Use the left and right arrow keys to navigate the presentation forward and backward respectively. You can also use the arrows at the bottom right of the screen to navigate with a mouse.
FAIR USE ACT DISCLAIMER: This site is for educational purposes only. This website may contain copyrighted material, the use of which has not been specifically authorized by the copyright holders. The material is made available on this website as a way to advance teaching, and copyright-protected materials are used to the extent necessary to make this class function in a distance learning environment.
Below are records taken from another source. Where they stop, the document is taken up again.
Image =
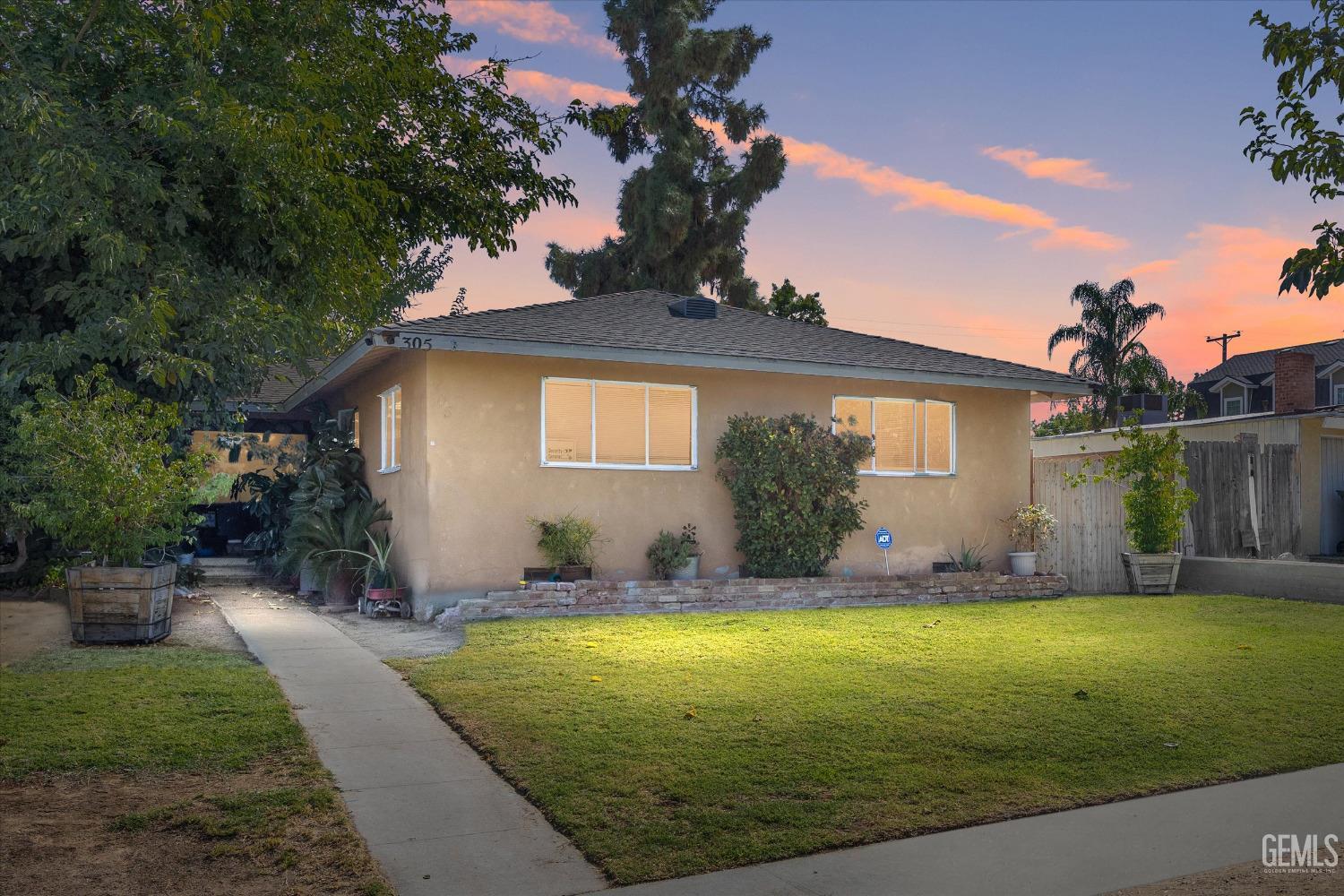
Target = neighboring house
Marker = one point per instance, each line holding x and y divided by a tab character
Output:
1246	383
610	408
1269	481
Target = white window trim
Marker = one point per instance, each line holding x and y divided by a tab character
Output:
594	463
387	445
924	433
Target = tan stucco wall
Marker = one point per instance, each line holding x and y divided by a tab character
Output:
403	489
470	473
1311	473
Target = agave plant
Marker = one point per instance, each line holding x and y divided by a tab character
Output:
330	538
376	570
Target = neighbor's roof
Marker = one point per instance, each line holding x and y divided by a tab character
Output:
1262	363
640	320
637	327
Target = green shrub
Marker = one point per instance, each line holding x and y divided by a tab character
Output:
97	470
1153	466
793	484
570	540
669	552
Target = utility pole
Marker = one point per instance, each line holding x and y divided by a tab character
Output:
1225	339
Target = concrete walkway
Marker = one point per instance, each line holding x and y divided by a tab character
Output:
435	815
1067	853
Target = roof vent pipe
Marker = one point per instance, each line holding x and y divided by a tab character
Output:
694	308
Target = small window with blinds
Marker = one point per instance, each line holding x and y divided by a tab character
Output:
626	426
911	437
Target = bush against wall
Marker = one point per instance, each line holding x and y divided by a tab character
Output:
793	485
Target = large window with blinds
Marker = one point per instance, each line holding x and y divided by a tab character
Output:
911	437
628	426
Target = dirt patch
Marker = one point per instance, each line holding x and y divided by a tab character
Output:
383	637
179	834
31	626
1247	879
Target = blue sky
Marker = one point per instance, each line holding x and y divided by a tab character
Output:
882	96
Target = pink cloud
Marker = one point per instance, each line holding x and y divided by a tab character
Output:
531	21
1075	172
830	163
1082	238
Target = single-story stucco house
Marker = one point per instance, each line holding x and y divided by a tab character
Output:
610	408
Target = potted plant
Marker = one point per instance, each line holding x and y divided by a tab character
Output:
381	589
1030	528
331	541
99	474
569	546
970	557
1153	468
675	556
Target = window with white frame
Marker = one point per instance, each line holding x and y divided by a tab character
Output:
604	424
390	427
911	437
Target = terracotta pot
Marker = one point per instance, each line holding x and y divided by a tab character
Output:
1150	573
340	589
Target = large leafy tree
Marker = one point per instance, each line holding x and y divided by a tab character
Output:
683	217
1107	333
194	191
1296	142
788	303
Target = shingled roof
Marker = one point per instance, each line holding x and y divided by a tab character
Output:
1260	365
640	322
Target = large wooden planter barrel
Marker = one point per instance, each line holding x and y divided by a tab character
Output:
120	605
1150	573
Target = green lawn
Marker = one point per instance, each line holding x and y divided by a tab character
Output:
211	732
675	745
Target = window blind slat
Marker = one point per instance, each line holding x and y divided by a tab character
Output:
669	426
620	424
569	422
894	430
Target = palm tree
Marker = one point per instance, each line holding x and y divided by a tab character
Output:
1107	336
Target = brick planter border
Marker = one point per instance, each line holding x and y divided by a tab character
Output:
699	595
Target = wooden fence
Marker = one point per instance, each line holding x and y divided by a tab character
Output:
1091	517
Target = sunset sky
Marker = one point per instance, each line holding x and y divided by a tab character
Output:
954	169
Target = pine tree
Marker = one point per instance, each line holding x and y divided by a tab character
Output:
788	303
683	217
459	304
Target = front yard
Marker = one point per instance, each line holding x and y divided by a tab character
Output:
164	769
675	745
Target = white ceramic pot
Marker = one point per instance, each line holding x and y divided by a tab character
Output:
1021	562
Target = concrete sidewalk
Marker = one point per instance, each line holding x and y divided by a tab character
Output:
435	815
1067	853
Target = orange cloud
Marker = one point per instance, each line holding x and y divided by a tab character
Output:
534	21
1081	238
1075	172
1155	266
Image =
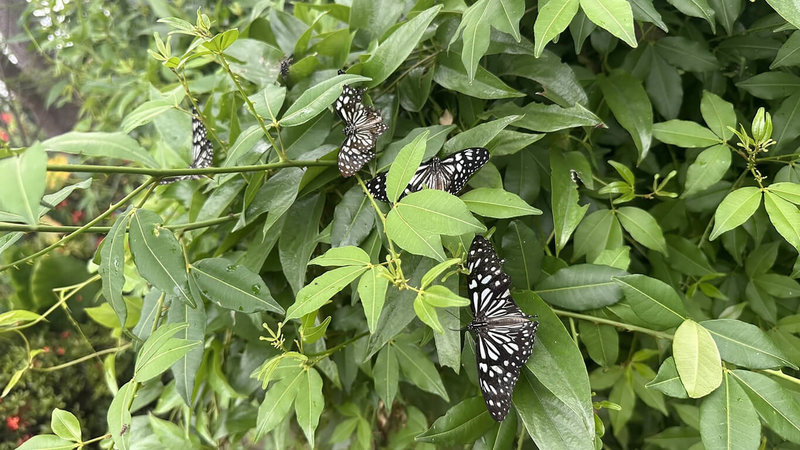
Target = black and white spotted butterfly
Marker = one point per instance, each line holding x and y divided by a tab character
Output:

The Fair Use Copyright Disclaimer is under section 107 of the Copyright Act of 1976, allowance is made for “fair use” for purposes such as criticism, comment, news reporting, teaching, scholarship, education and research.
Maximum likelihood is a method of estimation of parameters of a distribution, where there is a proposal for the “form” of the data, but unknown details for the parameters determining the exact shape and location.
The abbreviation MLE may refer to:
The method finds a value of the parameter that maximizes a “likelihood function”.
The likelihood function is a simple change of perspective on our earlier statistical tool, the density.
However, many densities are highly nonlinear in their construction, and the notion of maximization is thus inherently tied to numerical optimization.
We can attempt to maximize a likelihood by sampling values many times, but this tends to be inefficient if not simply impossible when the data is high dimensional and the number of parameters to optimize over is large.
Thus, an important class of optimization problems in statistics are maximum likelihood problems.
Suppose we have a collection of observations of the random variable \( Y \), denoted \( \{y_i\}_{i=1}^n \);
For a single observation \( y_i \), the likelihood of observing this value is a function of the unknown \( \theta \) is thus given in terms of
\[ \begin{align} \mathcal{L}_{y_i}(\theta) = f(Y=y_i, \theta) \end{align} \]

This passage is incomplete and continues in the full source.